# Perl Weekly Challenge #126

You can find more information about this weeks, and previous weeks challenges at:

  https://perlweeklychallenge.org/

If you are not already doing the challenge - it is a good place to practise your
**perl** or **raku**. If it is not **perl** or **raku** you develop in - you can
submit solutions in whichever language you feel comfortable with.

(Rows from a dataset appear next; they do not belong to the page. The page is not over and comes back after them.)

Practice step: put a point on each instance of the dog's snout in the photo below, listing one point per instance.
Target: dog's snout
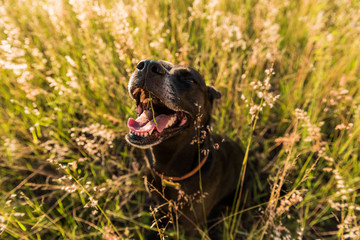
(141, 65)
(156, 68)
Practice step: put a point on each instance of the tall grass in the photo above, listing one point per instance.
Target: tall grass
(289, 74)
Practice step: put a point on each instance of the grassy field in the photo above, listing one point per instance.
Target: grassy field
(289, 73)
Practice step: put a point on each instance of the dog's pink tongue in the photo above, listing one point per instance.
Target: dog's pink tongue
(142, 124)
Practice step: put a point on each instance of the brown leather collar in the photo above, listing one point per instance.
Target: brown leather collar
(195, 170)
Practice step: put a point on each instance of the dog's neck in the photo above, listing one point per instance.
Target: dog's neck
(180, 155)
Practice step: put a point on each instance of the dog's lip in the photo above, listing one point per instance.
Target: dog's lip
(144, 131)
(173, 108)
(154, 138)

You can find the solutions here on github at:

https://github.com/drbaggy/perlweeklychallenge-club/tree/master/challenge-126/james-smith/perl

# Task 1 - Count Numbers

***You are given a positive integer `$N` - Write a script to print count of numbers from `1` to `$N` that don’t contain digit `1`.***

## The solution

First pass - just do the simple `O(n)` thing which is to loop through all `$N` numbers and count those without `1`s.

```perl
sub get_no_one_count {
  my $n = shift;
  return scalar grep { ! m{1} } 2..$n;
}
```

If we look at a few numbers we see that for powers of 10 we see we have values 8, 80, 728, 6560, 59048, ... what we notices these are all of the form `9^$N-1`.... For multiples of these we see that for the total is `(n-1)*9^N`.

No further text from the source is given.